In either case, the fetus would end up outside of the mother and alive, but it would not be breathing. That potential scenario would change the paradigm regarding fetal viability that underlies current legislative and judicial debates connected with abortion, and raise the question of whether a human developing outside the womb but not yet breathing should be called a premature infant, or an ectogenous fetus.
That would be a qualitative milestone possibly more significant than a quantitative milestone related to pushing back viable gestational age another week or two. Furthermore, depending on it’s gestational age, the fetus/infant might drink formula, but, if removal from the mother is pushed back more, the gastrointestinal tract won’t be any more functional than the lungs. In this case, nutrients would have to be put into the blood along with oxygen, and if the kidneys are not yet working well enough, the placenta will have to be connected to a dialysis machine to clean the blood.
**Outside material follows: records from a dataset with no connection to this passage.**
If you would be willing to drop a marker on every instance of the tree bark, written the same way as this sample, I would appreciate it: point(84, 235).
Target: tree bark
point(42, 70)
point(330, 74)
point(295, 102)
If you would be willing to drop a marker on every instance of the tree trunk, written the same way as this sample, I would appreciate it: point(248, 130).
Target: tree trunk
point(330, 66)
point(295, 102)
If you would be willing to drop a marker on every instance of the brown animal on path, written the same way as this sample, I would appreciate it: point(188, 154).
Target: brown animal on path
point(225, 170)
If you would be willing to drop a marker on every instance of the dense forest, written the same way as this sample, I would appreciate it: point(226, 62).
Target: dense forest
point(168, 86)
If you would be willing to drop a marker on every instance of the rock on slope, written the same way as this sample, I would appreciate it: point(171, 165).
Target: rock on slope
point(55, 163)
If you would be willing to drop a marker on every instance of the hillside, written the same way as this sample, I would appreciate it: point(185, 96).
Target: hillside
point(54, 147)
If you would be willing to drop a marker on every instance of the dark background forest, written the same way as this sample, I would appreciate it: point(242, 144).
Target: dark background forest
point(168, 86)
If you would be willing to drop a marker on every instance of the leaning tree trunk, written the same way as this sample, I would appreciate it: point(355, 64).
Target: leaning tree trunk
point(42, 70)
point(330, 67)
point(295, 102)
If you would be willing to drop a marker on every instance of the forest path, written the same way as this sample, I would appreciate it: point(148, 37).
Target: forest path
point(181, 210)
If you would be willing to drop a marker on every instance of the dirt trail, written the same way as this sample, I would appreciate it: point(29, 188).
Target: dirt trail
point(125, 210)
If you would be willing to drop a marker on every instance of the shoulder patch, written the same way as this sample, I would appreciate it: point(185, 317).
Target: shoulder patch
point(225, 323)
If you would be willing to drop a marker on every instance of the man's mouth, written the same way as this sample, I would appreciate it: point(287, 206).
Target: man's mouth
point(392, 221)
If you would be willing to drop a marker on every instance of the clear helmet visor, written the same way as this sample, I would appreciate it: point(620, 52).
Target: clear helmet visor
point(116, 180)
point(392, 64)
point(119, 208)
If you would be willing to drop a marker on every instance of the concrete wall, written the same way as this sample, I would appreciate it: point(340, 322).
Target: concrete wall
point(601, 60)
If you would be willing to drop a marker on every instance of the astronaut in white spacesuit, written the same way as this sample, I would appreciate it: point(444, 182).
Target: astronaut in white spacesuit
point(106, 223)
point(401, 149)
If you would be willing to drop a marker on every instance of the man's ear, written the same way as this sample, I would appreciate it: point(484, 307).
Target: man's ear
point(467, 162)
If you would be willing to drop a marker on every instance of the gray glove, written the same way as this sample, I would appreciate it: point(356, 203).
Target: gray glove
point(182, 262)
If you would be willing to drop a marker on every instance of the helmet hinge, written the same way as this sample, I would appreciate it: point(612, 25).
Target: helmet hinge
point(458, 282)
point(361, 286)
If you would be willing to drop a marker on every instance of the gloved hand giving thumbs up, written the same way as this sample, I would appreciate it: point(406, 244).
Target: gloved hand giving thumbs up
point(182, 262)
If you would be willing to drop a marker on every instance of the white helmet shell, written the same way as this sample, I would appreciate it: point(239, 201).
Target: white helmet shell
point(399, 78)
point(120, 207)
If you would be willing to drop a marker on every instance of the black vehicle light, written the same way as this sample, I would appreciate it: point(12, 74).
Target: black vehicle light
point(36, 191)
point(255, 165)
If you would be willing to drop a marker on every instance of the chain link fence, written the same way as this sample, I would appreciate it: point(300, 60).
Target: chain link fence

It’s getting rather complex and becomes more so as we add body systems that may not be functional at earlier and earlier gestational ages, but it’s clear that there is a pathway to ectogenesis. The uncertainly surrounds how many decades it will take to get there, but on the way we also could consider another objection that has been cited against motherless birth, namely that there are other important factors that the mother contributes to fetal development outside the physical and biochemical support that an artificial uterus would replace. The basic argument is that an artificial womb would not be a perfect replace a natural mother no matter how much we learn about the biology, but that could be good or bad. Sure, an artificial womb might be inferior to a healthy mother, but what about a mother who smokes, drinks, is folate deficient, or has any other issue that makes the intrauterine environment less projective than it should be? (No this does not include eating GMO foods, but it could also include mothers who regularly subject their bodies to unproven, untested, unregulated herbal remedies promoted as being healthy on the basis of zero evidence.) Surely, in those cases, the fetus would be better off starting life with no physical connection to the blood stream of such a mother.